= Theodore Dollarhide =

American composer, conductor and music educator

Theodore (Ted) John Dollarhide (30 August 1948 - 20 April 2014) was an American composer, as well as conductor and music educator.

Dollarhide was born in Santa Rosa, California, to Violet (née Buonaccorsi) and father Jack. From the age of 7 he began to study the piano, two years later switched to the trumpet, and finally chose the tuba as his primary instrument. For a while he played the tuba in the US Air Force Band, before completing a degree in music composition at the San Jose State University, where he studied with Higo Harada.

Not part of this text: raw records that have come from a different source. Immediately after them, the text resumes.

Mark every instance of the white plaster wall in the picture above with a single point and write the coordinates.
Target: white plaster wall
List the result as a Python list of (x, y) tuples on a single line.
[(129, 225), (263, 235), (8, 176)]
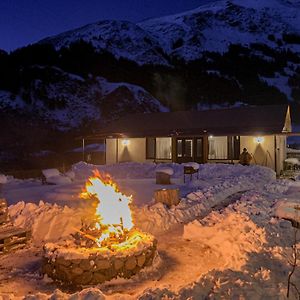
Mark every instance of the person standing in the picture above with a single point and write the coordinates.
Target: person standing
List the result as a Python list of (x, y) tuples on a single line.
[(245, 157)]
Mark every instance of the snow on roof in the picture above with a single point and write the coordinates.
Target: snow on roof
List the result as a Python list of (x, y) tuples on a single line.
[(251, 120)]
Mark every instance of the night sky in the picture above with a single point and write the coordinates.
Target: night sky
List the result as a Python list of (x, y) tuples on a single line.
[(26, 21)]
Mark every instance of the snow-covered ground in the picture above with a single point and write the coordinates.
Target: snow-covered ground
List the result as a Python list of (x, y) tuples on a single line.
[(222, 241)]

Dollarhide subsequently studied at the University of Michigan, where his teachers included Leslie Bassett, William Bolcom and George Wilson. This was followed by a period of study in Paris with Eugene Kurtz (1978 to 1979), made possible by a Fulbright scholarship. Dollarhide's teaching positions included a lectureship at La Trobe University, Melbourne, Australia from 1981 to 1989, followed by two years as visiting professor of composition at Yonsei University in Seoul, Korea from 1987 to 1988).

Performances of Dollarhide's "large and varied output" include Other Dreams, Other Dreamers by the Detroit Symphony Orchestra in 1986, Madness in Paradise by the Elision ensemble in 1986), Shadows for woodwind quintet performed in London in 1986, and The Night Life performed by Robert Curry (piano) in Seoul in 1988.

Ted Dollarhide died, aged 65, at Grant's Pass, Oregon, USA, and was buried at the Sparlin Cemetery, Williams, Oregon.